The notion that I feel in many ways like a foreigner in a strange land is unsettling and for as much as I truly enjoy being here, I don't belong to this place yet as I do my beloved south land. At times the realization that I'm two thousand miles from home and everything that ever fit me seamlessly up until last week makes me stand completely still, trying to decide if I need to cry over the death of 'normal' to get some of it out of my system, or if I just need to take those moments and close my eyes, breathe deeply, and then exhale. I seem to be doing that a lot lately, both deliberately and inadvertently. I never know from one minute to the next if this one is a regular minute of a really big one and it is a bit confusing. I'll get it figured out eventually.
In the meantime, I'm relying on my senses. I didn't know as a child how soothing being outside to play can really be. Since I've been here I've relearned that going out under the open sky and walking down a new path that could lead me anywhere and it will all be brand new and different until it becomes familiar is a lot like going out to play used to be.

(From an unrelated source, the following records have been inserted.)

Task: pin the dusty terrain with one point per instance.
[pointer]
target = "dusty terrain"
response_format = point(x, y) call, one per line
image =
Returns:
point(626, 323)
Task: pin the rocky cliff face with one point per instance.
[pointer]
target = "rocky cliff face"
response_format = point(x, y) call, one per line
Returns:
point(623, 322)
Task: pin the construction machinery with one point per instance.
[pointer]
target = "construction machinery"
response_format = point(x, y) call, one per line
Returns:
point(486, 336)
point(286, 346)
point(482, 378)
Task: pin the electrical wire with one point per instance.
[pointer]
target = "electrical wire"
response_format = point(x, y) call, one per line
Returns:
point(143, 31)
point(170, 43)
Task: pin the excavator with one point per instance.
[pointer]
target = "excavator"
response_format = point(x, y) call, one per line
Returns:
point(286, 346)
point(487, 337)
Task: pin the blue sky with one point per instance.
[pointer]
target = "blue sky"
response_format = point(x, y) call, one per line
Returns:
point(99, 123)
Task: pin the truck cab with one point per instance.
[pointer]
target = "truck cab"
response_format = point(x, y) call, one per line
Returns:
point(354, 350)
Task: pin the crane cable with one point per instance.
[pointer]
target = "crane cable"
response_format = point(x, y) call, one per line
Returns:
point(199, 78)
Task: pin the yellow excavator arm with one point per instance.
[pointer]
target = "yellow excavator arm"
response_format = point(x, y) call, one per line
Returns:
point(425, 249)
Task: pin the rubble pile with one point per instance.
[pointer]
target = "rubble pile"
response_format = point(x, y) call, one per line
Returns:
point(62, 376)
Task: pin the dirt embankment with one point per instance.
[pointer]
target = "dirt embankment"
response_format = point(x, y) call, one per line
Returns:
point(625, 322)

I get to smell the fresh cut grass and the redolent sweetness of the two story tall white oleander just on the other side of my living room window or the citrus trees that seem to be growing everywhere. Here in the foothills of South Mountain there are trees everywhere, and being so close to the foot of the mountain there is a near constant cool and gentle breeze, so the air is never really still and each tree's leaves and branches play a different sound against all of that rushing air. I can hear and feel the crunch of tiny desert rocks groaning beneath my shoes when I stray off the sidewalk and closer to the mountain that shares a boundary with my neighborhood, they're brick red and purple and jagged. Perhaps to the ants they're mountains themselves, but to me they're only the brittle, broken bone fragments of the mountain I now live next door to. Perhaps they're an offering of sorts, I haven't decided yet. I have hours to do that. Always, the hours.
Yesterday on my walk through the neighborhood I stopped and touched the flesh of a giant saguaro cactus, the tall, mammoth, tree sized ones you think of when images of the desert southwest come to mind. I was walking past it and admiring how graceful it managed to stand on the roadside and it occurred to me that I had never really touched one before, so I did. I carefully ran my fingertips along the spines jutting out like two inch long needles, pushing against them at the point and letting them snap back into the airspace they claimed. I pressed my fingers gently where the ribs of the cactus' trunk meet and join, and was surprised to discover that it didn't feel as soft as I imagined it would. It felt rather like a ripe watermelon that yields to pressure and was just as smooth. It made me smile.
Already I miss the rain from back home, but I'm so glad it's not cold here.